On 2012-06-01 15:51, Steven Schveighoffer wrote:
On Fri, 01 Jun 2012 09:25:57 -0400, d coder <[email protected]> wrote:
Class Bar(alias F) {
// Call F in some function here
}

Class Foo {
void foo();
Bar!(() {foo();}) bar;
}

Again this does not work. Maybe I am expecting too much from D. :-) I am
somewhat aware of the issues involved here. I have seen some earlier D
threads.

lambdas cannot exist outside a function scope. This is a limitation of D
that has been pointed out before, and I think it should be made
available, but don't hold your breath :) D is just starting to get more
filled out in the area of lambdas.

That can't work since there is no this-reference for "foo"?

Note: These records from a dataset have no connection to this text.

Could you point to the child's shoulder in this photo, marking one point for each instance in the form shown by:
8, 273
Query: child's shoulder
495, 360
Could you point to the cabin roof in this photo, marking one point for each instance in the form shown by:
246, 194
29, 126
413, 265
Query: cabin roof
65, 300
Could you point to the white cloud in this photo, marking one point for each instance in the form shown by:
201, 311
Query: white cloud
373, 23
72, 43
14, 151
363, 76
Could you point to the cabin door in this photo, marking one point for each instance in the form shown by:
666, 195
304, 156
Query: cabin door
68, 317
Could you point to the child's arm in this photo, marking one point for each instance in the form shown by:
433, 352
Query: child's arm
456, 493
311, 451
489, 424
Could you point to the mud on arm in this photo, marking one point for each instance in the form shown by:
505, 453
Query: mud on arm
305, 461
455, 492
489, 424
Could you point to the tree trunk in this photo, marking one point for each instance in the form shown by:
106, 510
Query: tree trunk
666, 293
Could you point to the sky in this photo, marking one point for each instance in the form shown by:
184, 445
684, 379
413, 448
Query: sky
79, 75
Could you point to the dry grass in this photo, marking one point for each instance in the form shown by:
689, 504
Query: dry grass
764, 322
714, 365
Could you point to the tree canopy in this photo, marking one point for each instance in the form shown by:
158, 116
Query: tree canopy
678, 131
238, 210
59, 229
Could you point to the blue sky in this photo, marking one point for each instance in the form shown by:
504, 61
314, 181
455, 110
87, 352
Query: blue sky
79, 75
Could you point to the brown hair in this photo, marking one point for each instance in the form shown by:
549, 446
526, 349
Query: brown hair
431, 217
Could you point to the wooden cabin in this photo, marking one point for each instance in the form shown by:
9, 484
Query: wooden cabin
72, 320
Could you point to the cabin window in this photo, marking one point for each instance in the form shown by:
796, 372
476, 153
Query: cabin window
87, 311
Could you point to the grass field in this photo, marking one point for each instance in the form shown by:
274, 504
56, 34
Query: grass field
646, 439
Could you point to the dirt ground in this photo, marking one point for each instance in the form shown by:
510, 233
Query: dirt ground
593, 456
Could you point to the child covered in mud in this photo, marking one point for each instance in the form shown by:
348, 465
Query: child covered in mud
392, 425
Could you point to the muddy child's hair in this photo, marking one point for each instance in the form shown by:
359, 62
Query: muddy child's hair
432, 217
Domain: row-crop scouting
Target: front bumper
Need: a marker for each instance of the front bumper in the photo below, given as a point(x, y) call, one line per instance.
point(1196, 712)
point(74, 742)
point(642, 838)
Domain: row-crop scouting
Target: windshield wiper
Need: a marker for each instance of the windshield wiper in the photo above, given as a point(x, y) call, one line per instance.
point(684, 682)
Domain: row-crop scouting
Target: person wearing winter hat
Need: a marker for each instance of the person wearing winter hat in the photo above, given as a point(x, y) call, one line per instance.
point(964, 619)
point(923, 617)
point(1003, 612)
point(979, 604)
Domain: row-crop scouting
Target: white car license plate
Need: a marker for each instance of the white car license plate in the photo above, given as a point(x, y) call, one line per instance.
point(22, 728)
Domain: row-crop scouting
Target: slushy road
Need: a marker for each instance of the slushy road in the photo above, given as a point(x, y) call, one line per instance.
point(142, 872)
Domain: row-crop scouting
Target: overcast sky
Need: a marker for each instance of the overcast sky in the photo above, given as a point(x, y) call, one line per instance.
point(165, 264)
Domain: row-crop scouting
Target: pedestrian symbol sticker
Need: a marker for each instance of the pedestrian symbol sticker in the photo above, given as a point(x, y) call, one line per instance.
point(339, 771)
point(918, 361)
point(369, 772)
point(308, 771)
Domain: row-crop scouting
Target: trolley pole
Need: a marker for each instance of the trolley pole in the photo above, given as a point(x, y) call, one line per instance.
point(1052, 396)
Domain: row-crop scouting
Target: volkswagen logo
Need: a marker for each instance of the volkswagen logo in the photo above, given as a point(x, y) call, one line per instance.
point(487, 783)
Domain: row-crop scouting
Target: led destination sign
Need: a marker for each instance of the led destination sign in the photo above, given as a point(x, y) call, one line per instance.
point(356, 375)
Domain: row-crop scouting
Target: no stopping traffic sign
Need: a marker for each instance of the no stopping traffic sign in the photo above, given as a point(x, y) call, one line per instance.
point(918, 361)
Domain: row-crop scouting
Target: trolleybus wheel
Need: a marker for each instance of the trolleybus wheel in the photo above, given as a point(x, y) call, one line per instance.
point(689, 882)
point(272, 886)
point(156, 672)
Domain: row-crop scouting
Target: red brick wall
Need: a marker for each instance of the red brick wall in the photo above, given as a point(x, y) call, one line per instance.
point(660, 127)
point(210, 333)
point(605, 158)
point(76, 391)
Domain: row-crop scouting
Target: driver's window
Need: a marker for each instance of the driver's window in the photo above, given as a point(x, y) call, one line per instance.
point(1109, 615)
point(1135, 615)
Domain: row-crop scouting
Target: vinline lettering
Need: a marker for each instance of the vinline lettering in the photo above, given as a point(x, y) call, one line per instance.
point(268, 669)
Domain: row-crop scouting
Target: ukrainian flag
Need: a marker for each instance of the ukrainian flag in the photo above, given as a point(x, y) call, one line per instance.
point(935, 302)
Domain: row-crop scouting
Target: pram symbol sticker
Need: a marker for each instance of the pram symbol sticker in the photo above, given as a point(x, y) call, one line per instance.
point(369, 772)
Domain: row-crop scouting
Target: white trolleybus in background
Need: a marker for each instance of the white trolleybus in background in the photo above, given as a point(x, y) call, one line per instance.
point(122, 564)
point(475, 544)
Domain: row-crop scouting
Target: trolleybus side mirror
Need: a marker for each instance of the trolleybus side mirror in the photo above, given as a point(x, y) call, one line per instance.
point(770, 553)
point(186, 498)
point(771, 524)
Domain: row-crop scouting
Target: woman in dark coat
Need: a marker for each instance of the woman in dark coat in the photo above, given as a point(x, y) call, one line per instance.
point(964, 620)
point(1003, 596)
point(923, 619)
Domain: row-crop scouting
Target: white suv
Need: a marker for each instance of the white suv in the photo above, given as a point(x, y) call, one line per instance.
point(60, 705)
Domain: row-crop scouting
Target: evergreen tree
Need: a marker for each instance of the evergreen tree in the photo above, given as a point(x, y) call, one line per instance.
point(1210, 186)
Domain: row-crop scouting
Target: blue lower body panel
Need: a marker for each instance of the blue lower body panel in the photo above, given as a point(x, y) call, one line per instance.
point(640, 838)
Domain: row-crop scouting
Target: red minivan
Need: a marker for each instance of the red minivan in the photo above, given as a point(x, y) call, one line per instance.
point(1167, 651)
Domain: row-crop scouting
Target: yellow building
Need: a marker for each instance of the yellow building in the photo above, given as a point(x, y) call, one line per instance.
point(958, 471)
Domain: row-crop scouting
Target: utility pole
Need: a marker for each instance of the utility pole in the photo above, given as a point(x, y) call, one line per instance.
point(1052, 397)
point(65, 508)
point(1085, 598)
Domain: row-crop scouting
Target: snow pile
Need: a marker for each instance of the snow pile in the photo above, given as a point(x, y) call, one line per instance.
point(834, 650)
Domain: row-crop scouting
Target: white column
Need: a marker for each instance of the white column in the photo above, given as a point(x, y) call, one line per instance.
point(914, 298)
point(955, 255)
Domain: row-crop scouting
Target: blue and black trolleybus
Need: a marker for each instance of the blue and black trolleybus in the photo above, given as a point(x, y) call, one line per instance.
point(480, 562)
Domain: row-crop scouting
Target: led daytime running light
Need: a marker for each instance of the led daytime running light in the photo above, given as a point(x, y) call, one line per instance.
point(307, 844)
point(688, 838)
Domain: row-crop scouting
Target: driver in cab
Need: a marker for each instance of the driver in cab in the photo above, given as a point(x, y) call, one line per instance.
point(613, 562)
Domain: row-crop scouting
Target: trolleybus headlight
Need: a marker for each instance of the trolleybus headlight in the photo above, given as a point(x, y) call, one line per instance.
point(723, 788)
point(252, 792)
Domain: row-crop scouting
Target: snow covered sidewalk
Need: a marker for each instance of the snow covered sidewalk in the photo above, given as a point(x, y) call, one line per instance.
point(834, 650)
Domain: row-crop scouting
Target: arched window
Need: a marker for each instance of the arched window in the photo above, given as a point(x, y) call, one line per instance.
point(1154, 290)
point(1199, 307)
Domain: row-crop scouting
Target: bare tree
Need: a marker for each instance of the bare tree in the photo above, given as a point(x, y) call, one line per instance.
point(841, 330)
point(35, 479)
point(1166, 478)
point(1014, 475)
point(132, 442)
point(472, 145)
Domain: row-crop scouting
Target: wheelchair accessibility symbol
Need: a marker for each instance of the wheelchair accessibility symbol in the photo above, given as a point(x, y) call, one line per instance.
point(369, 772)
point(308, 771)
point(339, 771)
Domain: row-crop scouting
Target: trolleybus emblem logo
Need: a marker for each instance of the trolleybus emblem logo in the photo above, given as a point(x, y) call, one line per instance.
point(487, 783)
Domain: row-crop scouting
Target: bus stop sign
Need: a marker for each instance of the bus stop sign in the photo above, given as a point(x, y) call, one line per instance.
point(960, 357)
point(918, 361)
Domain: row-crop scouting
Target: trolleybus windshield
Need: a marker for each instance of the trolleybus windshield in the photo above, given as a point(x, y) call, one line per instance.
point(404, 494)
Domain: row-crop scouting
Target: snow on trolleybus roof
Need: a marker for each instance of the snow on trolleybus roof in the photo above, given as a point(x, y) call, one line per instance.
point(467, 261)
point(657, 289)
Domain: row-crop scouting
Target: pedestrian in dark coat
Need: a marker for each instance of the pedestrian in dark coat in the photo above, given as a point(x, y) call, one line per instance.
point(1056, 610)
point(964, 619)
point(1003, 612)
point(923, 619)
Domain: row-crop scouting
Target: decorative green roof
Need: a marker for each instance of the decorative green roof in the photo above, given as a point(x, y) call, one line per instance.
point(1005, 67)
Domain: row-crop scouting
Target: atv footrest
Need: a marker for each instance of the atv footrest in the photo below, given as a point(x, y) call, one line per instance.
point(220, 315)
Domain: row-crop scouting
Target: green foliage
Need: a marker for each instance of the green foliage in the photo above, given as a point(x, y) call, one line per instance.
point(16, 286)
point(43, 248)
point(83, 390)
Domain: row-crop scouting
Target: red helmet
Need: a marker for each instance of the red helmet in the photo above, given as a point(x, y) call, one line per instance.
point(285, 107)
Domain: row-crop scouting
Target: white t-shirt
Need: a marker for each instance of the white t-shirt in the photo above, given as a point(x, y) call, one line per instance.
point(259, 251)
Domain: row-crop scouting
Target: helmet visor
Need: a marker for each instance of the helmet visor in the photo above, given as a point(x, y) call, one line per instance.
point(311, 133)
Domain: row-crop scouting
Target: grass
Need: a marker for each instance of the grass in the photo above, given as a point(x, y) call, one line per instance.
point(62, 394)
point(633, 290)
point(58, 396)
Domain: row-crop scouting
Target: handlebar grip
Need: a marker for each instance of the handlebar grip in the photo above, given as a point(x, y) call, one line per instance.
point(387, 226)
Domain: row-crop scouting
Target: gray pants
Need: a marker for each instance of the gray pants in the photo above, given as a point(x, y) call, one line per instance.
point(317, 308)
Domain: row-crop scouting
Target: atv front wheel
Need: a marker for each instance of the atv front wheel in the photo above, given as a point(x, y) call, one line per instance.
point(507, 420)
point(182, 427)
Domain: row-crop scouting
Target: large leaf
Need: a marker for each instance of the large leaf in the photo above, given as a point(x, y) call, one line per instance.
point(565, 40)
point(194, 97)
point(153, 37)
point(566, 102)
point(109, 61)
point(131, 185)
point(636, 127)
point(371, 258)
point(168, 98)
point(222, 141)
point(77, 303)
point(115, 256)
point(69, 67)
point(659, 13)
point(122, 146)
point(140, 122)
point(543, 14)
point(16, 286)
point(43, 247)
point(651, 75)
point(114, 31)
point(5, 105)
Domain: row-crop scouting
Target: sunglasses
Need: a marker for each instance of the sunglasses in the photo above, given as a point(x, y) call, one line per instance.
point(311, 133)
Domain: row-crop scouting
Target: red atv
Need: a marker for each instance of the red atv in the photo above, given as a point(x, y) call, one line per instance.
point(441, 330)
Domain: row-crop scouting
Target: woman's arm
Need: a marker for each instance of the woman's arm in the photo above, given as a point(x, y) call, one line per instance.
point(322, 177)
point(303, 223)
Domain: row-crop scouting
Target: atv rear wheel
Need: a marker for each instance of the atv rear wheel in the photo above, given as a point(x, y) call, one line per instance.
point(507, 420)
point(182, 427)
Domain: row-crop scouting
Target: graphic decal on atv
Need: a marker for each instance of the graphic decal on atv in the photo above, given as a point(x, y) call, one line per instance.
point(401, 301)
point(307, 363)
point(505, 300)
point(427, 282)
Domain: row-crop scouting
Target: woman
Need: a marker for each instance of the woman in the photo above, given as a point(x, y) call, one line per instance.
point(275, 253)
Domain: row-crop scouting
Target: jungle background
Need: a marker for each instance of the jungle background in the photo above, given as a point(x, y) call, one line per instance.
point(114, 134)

I'm surprised at some things that work with alias. It sometimes seems like black magic.

Consider that this does work:

void incx(alias x)()
{
    x++;
}

void main()
{
    int x = 0;
    incx!x();
    assert(x == 1);
}


now, consider that when incx!x is compiled, the stack frame for main doesn't exist! So how does the compiler build it?

I suppose the issue with the lambda in class scope issue above is different, because incx has an implicit reference back to its caller's frame through the stack pointer.

But it seems like there may be a way that it could work. For example, create an implicit, final (private) member function which has the body of the lambda. Then construct the Bar type with an alias to that function. Would it need a stack frame to work? I have no idea :) Again, black magic.